The central premise the author makes is, gee, car sales have been going like gangbusters in 2015 and 2016, so what's the problem?  The problem is, it's 2017, and car sales are falling off dramatically.   People are running out of credit and defaults on sub-prime car loans are skyrocketing.   The auto industry still suffers from massive over-capacity, and the troubles of the "Big-3" are far from over - and as in the past, leveraged on the sales of SUVs - and this time around leveraged even further on sales in China.

The author of the Business Insider piece apparently believes in the Disco Stu method of trend-spotting.   What happened in the past is not a forecast of the future!
GM has recovered the best of the big-3, but makes a large amount of its profits on sales in China.  The Chinese are not stupid.  They let in Western automakers just to pick their brains and learn from them.   Their domestic car makers will eventually supplant transplants in their home market - and they will eventually export cars, and in fact are already doing so, through GM dealerships.  I think it will be safe to say that foreign-owned car companies may see decreased sales in China.

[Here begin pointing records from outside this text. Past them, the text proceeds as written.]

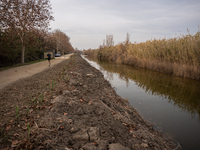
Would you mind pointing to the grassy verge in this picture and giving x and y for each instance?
(18, 65)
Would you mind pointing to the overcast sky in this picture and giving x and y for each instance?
(87, 22)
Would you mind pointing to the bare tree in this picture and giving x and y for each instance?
(62, 42)
(24, 16)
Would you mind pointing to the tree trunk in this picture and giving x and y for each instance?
(23, 50)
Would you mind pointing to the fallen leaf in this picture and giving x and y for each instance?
(6, 148)
(24, 127)
(16, 134)
(14, 144)
(8, 127)
(62, 127)
(30, 111)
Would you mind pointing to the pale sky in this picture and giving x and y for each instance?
(87, 22)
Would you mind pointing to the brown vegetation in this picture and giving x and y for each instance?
(179, 56)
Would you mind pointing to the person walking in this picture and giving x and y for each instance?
(49, 58)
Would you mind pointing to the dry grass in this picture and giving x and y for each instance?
(179, 56)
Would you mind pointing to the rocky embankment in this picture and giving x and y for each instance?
(91, 116)
(87, 114)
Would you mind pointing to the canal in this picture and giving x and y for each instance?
(171, 103)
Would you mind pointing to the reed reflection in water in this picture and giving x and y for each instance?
(171, 103)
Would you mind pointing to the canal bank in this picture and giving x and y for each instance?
(171, 103)
(79, 110)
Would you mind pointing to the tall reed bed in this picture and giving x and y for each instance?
(178, 56)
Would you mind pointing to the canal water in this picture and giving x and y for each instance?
(171, 103)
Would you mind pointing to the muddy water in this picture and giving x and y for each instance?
(171, 103)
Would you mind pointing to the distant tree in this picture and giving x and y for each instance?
(109, 40)
(23, 16)
(127, 38)
(62, 42)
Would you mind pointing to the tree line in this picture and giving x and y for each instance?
(24, 32)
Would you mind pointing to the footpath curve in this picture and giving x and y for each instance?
(11, 75)
(70, 106)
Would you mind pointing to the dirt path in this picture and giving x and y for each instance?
(72, 107)
(11, 75)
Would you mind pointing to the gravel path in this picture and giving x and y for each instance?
(11, 75)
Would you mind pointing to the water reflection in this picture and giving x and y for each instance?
(184, 93)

GM in the USA is going back to the same old tired playbook - selling monster SUVs and Trucks at monster profits.  I read the other day that the "Average" new vehicle sells for $38,000, Pickups average about $42,000, and average large SUV for $60,000.   This astounded me, as I paid $25,000 each for my last two vehicles - $10,000 below the average retail price on a car.   A lot of people are paying a lot of  money for empty steel boxes and financing them with seven-year loans.   Small car sales are in the toilet, as no one wants useful, inexpensive, efficient cars in an era of cheap gas.

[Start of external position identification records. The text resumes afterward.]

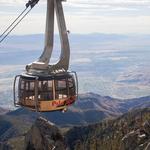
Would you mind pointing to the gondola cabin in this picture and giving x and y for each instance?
(45, 93)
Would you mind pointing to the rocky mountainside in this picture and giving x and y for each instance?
(128, 132)
(43, 135)
(90, 108)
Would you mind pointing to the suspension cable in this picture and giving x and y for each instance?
(15, 25)
(13, 22)
(30, 3)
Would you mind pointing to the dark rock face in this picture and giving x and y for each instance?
(137, 139)
(43, 135)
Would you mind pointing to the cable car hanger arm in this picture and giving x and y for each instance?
(42, 66)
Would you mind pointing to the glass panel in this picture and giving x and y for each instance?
(61, 89)
(45, 90)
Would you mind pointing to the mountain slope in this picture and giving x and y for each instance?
(128, 132)
(90, 108)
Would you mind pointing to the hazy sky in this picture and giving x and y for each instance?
(83, 16)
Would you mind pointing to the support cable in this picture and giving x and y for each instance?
(15, 26)
(30, 3)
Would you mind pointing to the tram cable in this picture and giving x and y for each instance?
(10, 28)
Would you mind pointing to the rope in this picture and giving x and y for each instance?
(15, 25)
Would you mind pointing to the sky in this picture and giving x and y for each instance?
(83, 16)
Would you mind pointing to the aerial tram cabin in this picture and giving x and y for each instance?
(46, 87)
(44, 94)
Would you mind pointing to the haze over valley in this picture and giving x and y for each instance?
(107, 64)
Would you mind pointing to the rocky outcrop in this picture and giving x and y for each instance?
(43, 135)
(137, 139)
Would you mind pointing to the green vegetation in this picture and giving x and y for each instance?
(111, 134)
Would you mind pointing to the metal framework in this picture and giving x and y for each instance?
(41, 66)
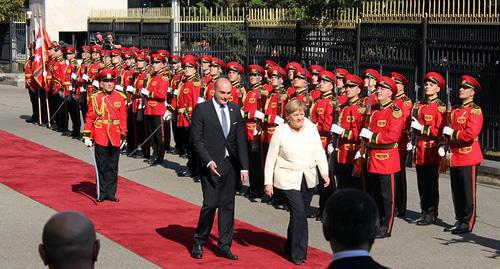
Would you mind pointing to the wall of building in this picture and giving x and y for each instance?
(70, 15)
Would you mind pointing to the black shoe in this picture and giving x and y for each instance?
(227, 254)
(113, 199)
(427, 219)
(197, 251)
(185, 173)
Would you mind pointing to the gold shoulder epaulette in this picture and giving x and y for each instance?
(396, 112)
(476, 110)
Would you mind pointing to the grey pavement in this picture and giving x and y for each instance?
(409, 247)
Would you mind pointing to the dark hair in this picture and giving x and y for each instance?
(350, 218)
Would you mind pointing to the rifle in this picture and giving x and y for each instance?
(411, 156)
(360, 163)
(443, 165)
(142, 106)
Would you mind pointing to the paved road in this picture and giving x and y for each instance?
(409, 247)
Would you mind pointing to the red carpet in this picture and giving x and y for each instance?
(152, 224)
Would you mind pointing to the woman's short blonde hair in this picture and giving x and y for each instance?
(293, 106)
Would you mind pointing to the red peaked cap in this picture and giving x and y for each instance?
(236, 67)
(276, 71)
(316, 69)
(400, 79)
(189, 60)
(107, 73)
(255, 68)
(470, 82)
(388, 83)
(354, 80)
(372, 73)
(435, 78)
(326, 76)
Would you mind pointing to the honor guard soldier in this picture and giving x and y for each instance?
(315, 92)
(463, 132)
(253, 106)
(348, 128)
(341, 74)
(155, 94)
(428, 126)
(405, 104)
(73, 92)
(189, 95)
(386, 124)
(216, 67)
(205, 68)
(371, 78)
(234, 73)
(106, 127)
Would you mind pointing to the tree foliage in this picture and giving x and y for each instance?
(10, 8)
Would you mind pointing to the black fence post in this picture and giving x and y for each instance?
(358, 48)
(423, 60)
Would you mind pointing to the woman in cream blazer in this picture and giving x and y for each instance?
(295, 154)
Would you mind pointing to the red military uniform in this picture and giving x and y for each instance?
(466, 124)
(106, 118)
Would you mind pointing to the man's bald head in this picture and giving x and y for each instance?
(222, 91)
(69, 238)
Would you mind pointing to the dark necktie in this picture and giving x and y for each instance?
(224, 120)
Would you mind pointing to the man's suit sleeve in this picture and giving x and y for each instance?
(242, 143)
(197, 126)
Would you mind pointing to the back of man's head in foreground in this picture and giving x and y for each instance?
(68, 240)
(350, 220)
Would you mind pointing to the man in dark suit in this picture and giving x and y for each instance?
(350, 222)
(218, 138)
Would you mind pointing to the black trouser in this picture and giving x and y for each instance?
(154, 122)
(255, 171)
(34, 104)
(167, 133)
(400, 198)
(74, 113)
(83, 105)
(428, 188)
(107, 164)
(463, 189)
(183, 138)
(382, 187)
(297, 234)
(131, 130)
(218, 194)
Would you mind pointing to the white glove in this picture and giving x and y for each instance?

And we all know how that worked out last time around, right?

Fiat-Chrysler is still struggling with its quality image - any list of "10 worst" is peppered with vehicles from their fleet.   The CEO has been desperately hawking the company like the last ugly girl at the dance bar, after they turned the lights up.   "Please go home with me!" he says to suitor after suitor (GM in particular) only to be snubbed time and time again.   These are not the actions of a healthy vibrant company.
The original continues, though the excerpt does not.